The verdict is in. The jury has spoken loud and clear. On Feb. 11, in Brooklyn, history was made when a jury convicted a police officer of killing Akai Gurley, an unarmed black man. Our deepest sympathy goes out to the Gurley family, and we hope they can find some relief in seeing justice rendered.

It is fitting that this verdict was rendered on the eve of the 107th anniversary of the NAACP, the oldest and largest civil rights organization in the world. Although we do not take joy in this verdict, we do welcome a refreshing and unfamiliar taste of justice. It is unfortunate that a black man had to lose his life in the process. A mother lost her son, a daughter lost her father, and a community lost a young black man with unlimited potential. A young officer lost his career and potentially his freedom.

There are those in the law enforcement profession who wanted to exonerate this officer in his role in the killing of Mr. Gurley. We believe that he should be held accountable for his actions, and thankfully in the pursuit of justice, the jury also felt that way. But we are not satisfied. We have more work to do in the pursuit of police reform and accountability.

Contrary to the police union’s argument, this guilty verdict is good for the City of New York. This verdict brings about a partial restoration of faith and trust in the justice system among those who have seen justice denied time and time again. The verdict sends a message that no one is above the law and no one is beneath the law, and that yes, “Black Lives Matter.” One verdict will not eradicate or mend the widening gap between the police and the minority community, but it is a start.

This shooting and trial revealed the feelings harbored by some police officers toward minority communities. First, the trial highlighted an unmerited preconceived notion of fear, disrespect and mistrust of people of color. In the aftermath of the shooting, NAACP Branch Presidents Lynn Spivey and L. Joy Williams, along with Intern Imani Hendrix and I visited the scene of the killing at the Pink Houses. We, like the jury, did not experience a dangerous environment that would cause a police officer to walk around with his finger on the trigger.

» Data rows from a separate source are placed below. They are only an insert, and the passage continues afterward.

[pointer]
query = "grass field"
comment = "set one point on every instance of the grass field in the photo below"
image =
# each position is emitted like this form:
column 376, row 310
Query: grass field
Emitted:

Secondly, disturbing trial testimony revealed that after the shooting both officers stepped over a mortally wounded black man without making any attempts to assist or render aid to him.

Third, we noticed that throughout the trial, Officer Liang failed to apologize to Mr. Gurley’s mother, daughter, friends or family members for the killing of their loved one. A simple apology was in order.

We must be mindful of the fact, and express to the community, that these officers’ actions do not represent the actions of those professional officers who patrol our communities on a daily basis under some of the harshest conditions without firing a shot from their weapons.

We long for the day when their professional actions will be emulated by all police officers nationwide.

We must do our part during this voting season to educate the non-voters in our community that this verdict of justice was not brought on by osmosis or just a happening of circumstances, but there is a direct correlation between this verdict and the power of the vote. This verdict originated with Brooklyn DA Kenneth Thompson, who was elected two years ago by the registered voters of Kings County. Voting matters and we must continue to tell it everywhere we go.

In the words of one of our slain NAACP leaders (Vernon Dahmer) on his death bed, “if you don’t vote, you don’t count.”